To date, the embedder has only fulfilled a reactive role – adding videos to the existing stories. IOL has now initiated a new focus with them on two key growth opportunities:
- Watch stories. The embedder will work with the video champion and Oovvuu’s extensive video catalog to create video-first stories which will get homepage exposure
- Fast video hubs. The embedder will use Oovvuu tech to quickly create video-only collections in big and fast moving and recurring stories:
a. The Ukraine and Russia conflict
b. The impact of big tech
c. Manned exploration of space etc.
Oovvuu’s Africa lead Myles Brown has led the relationship with IOL. He said: “In truth, it wasn’t easy getting IOL to take the first step. It took months. But now it’s done, there’s no looking back and they are highly motivated to grow. We have shared the numbers with other publishers in the market and now they are asking for embedders too. It means we are giving new jobs and training to journalists, which is very satisfying to be honest.”

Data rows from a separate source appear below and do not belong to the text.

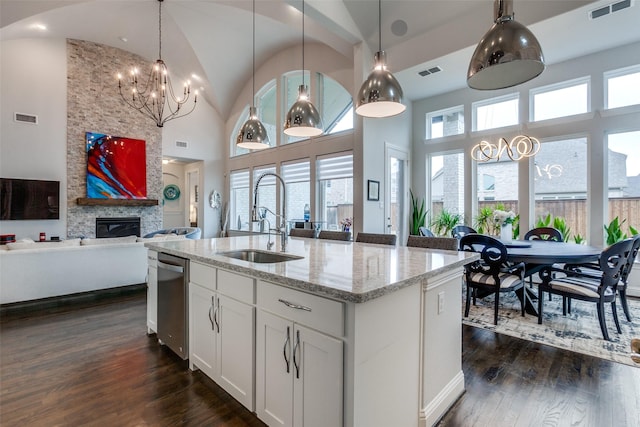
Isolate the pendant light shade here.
[467,0,545,90]
[356,51,407,117]
[284,0,323,137]
[236,0,270,150]
[356,0,407,118]
[284,85,322,137]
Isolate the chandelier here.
[118,0,198,127]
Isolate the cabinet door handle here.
[209,295,216,331]
[278,298,311,311]
[282,326,291,374]
[293,330,300,378]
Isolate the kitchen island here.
[146,236,477,427]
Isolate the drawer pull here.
[278,299,311,311]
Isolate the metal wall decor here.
[471,135,540,162]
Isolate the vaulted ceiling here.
[0,0,640,119]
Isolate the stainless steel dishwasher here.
[158,253,189,359]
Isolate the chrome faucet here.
[251,172,288,252]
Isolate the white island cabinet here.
[189,262,255,410]
[146,236,478,427]
[256,282,344,427]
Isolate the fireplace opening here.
[96,216,140,238]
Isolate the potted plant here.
[409,190,427,236]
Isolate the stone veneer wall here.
[67,40,162,238]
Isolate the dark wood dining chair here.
[356,233,398,246]
[538,239,634,341]
[289,228,316,238]
[318,230,351,241]
[418,227,436,237]
[451,225,478,239]
[524,227,564,242]
[460,233,525,325]
[407,236,459,251]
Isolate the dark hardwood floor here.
[0,292,640,427]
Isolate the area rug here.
[462,294,640,368]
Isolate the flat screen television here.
[0,178,60,221]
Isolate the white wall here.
[0,38,67,240]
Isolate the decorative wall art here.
[86,132,147,199]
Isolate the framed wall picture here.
[367,179,380,201]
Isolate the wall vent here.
[589,0,633,19]
[418,67,442,77]
[13,113,38,125]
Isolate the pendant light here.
[356,0,407,117]
[236,0,270,150]
[284,0,323,137]
[467,0,544,90]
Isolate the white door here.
[292,325,343,427]
[256,310,294,427]
[214,295,255,411]
[189,283,218,379]
[384,145,409,245]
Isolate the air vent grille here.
[418,67,442,77]
[589,0,633,19]
[13,113,38,125]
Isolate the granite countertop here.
[145,235,478,303]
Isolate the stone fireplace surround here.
[67,39,162,238]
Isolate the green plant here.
[409,190,428,236]
[431,209,462,237]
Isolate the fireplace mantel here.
[77,197,158,206]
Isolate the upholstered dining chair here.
[418,227,436,237]
[289,228,316,238]
[356,233,397,246]
[538,238,634,341]
[524,227,564,242]
[318,230,351,241]
[566,234,640,322]
[407,236,459,251]
[460,233,525,325]
[451,225,478,239]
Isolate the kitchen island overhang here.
[147,236,477,426]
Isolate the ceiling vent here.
[13,113,38,125]
[589,0,632,19]
[418,67,442,77]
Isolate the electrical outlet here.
[438,292,444,314]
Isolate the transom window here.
[529,77,590,122]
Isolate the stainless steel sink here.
[217,249,303,264]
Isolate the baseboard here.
[418,371,464,427]
[0,283,147,318]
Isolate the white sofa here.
[0,236,180,304]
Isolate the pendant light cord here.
[158,0,162,59]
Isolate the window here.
[281,159,315,221]
[256,79,278,147]
[317,73,353,134]
[428,153,464,229]
[472,93,519,131]
[604,65,640,108]
[229,170,251,230]
[533,138,588,242]
[425,105,464,139]
[252,165,281,231]
[530,77,589,121]
[607,130,640,241]
[316,153,353,230]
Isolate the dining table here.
[501,239,602,316]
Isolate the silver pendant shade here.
[356,0,407,118]
[284,0,324,137]
[467,0,545,90]
[236,0,270,150]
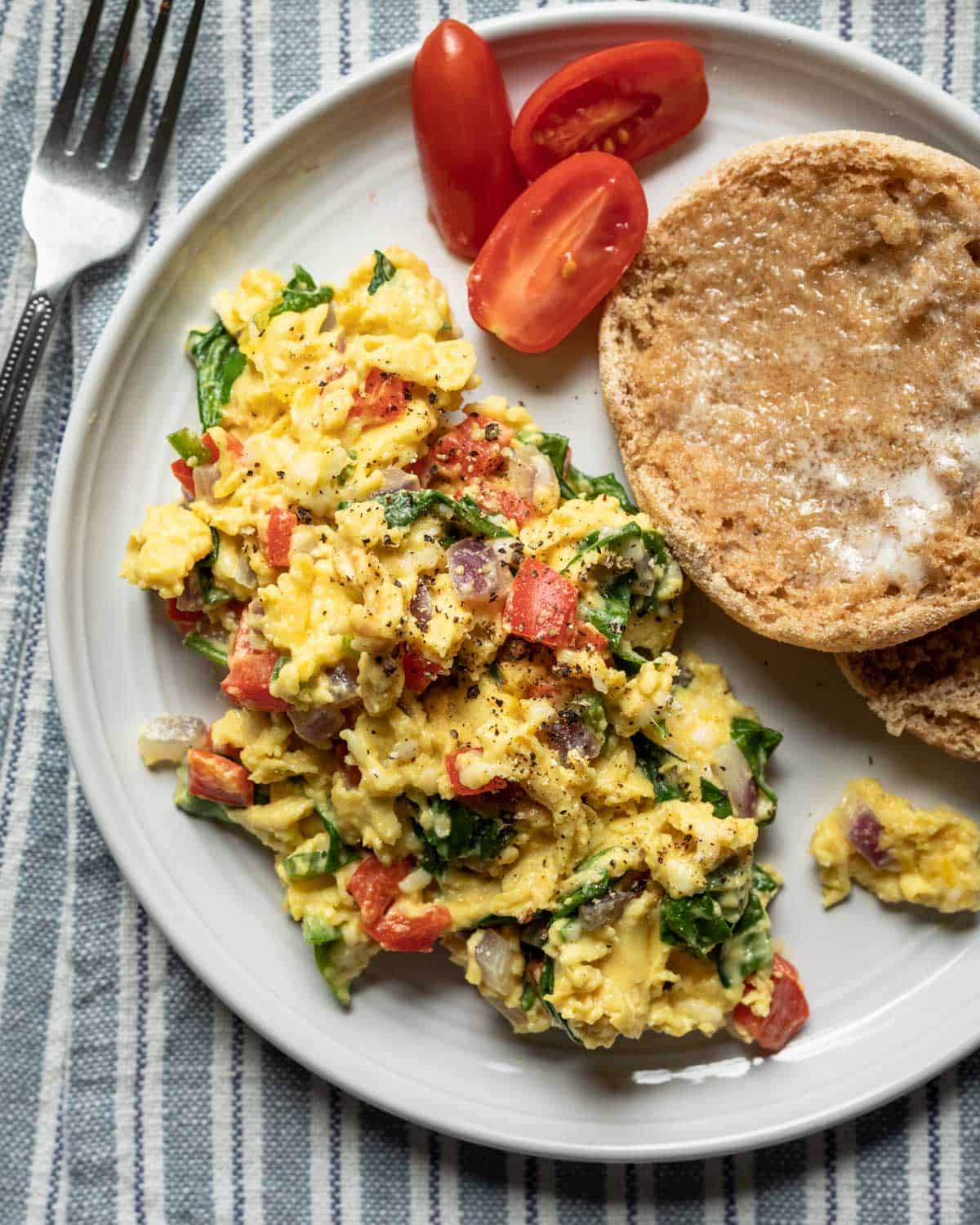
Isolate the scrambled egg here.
[810,778,980,914]
[122,247,794,1048]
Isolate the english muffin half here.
[837,612,980,761]
[599,131,980,652]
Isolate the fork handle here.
[0,292,61,477]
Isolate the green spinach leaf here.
[413,795,517,877]
[269,264,333,318]
[188,320,245,430]
[730,715,783,826]
[701,778,732,818]
[718,889,773,987]
[368,252,399,294]
[375,489,512,539]
[632,732,688,804]
[517,430,639,514]
[661,893,732,958]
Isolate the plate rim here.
[46,0,980,1161]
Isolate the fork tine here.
[44,0,102,152]
[76,0,140,161]
[140,0,205,198]
[109,0,171,176]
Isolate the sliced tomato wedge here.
[408,413,514,485]
[364,906,452,953]
[446,745,510,795]
[467,154,647,353]
[511,39,708,179]
[504,558,578,648]
[412,21,523,260]
[222,612,289,710]
[171,433,234,497]
[474,480,541,528]
[570,621,609,656]
[167,599,203,634]
[347,855,412,930]
[337,742,362,791]
[350,367,412,429]
[266,506,299,568]
[732,953,810,1051]
[188,749,255,808]
[402,651,445,693]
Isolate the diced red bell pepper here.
[446,745,510,795]
[350,367,412,428]
[266,506,299,568]
[188,749,255,808]
[732,953,810,1051]
[364,906,452,953]
[504,558,578,648]
[347,855,412,929]
[402,651,446,693]
[167,599,201,634]
[222,612,289,710]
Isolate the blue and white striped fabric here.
[0,0,980,1225]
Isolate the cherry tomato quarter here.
[732,953,810,1051]
[511,39,708,179]
[468,154,647,353]
[412,21,523,260]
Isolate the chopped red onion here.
[531,451,561,502]
[136,715,207,766]
[473,928,514,996]
[578,876,647,931]
[507,440,537,499]
[176,570,205,612]
[848,808,892,867]
[487,537,524,568]
[541,710,603,766]
[507,440,560,502]
[712,740,759,817]
[381,468,421,494]
[408,578,433,634]
[234,549,259,590]
[325,661,358,710]
[286,706,345,749]
[446,537,514,605]
[193,463,220,497]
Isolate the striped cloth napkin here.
[0,0,980,1225]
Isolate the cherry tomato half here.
[511,39,708,179]
[468,154,647,353]
[412,21,523,260]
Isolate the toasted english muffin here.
[599,132,980,652]
[837,612,980,761]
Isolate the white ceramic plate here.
[48,5,980,1160]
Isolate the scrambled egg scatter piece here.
[122,506,212,599]
[810,778,980,914]
[122,247,794,1048]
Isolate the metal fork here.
[0,0,205,475]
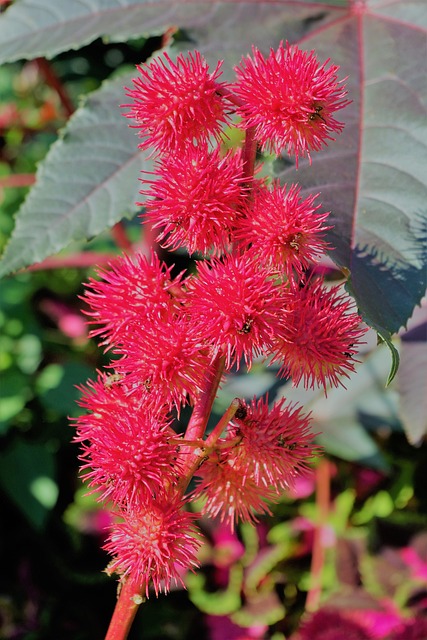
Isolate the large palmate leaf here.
[0,0,427,340]
[0,0,346,64]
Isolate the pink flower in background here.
[141,146,246,254]
[291,608,373,640]
[233,43,349,166]
[122,51,229,153]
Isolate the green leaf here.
[0,75,151,277]
[279,5,427,338]
[36,362,93,416]
[186,564,243,616]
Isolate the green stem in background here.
[185,355,225,440]
[105,580,145,640]
[305,460,331,611]
[242,127,257,188]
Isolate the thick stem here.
[176,398,240,495]
[105,580,145,640]
[178,356,225,493]
[185,356,225,440]
[305,460,330,611]
[243,127,257,187]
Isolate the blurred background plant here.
[0,2,427,640]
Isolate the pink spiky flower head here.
[236,181,330,277]
[114,310,209,411]
[194,449,275,530]
[272,278,366,391]
[234,42,349,166]
[189,254,284,368]
[122,51,228,153]
[75,375,176,505]
[141,146,243,254]
[83,253,181,346]
[104,494,201,597]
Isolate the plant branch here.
[105,580,145,640]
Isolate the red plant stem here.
[105,580,145,640]
[185,356,225,440]
[105,356,229,640]
[175,398,241,496]
[0,173,36,188]
[243,127,257,186]
[305,460,331,611]
[205,398,240,449]
[36,58,74,118]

This seismic shift in the IOL newsroom is not unique to one publisher or region. In fact, it could and should be replicated around the world. IOL’s proactive tackling of a problem that is endemic in publishing everywhere, with hindsight, is so simple. If you aren’t in a position to create large quantities of video, you can start by working with a provider (like Oovvuu) to get the video assets.
Then, to be successful with video:
- Make a person or a distinct set of people accountable.
- Make them subject matter experts.
- Harness the passion for what they do by empowering them to do the work.
In the end, it’s about delivering a world class end-to-end experience for our audiences. Today’s audiences, particularly younger ones – who are your growth opportunity – want video. Not every organization has the capacity or ability to create the quality and quantity of video that will be required to move the needle. But, if they are able to outsource that component, they can easily leverage their longstanding ability to employ subject matter experts to manage their content in a way that incorporates video to better engage and serve audiences.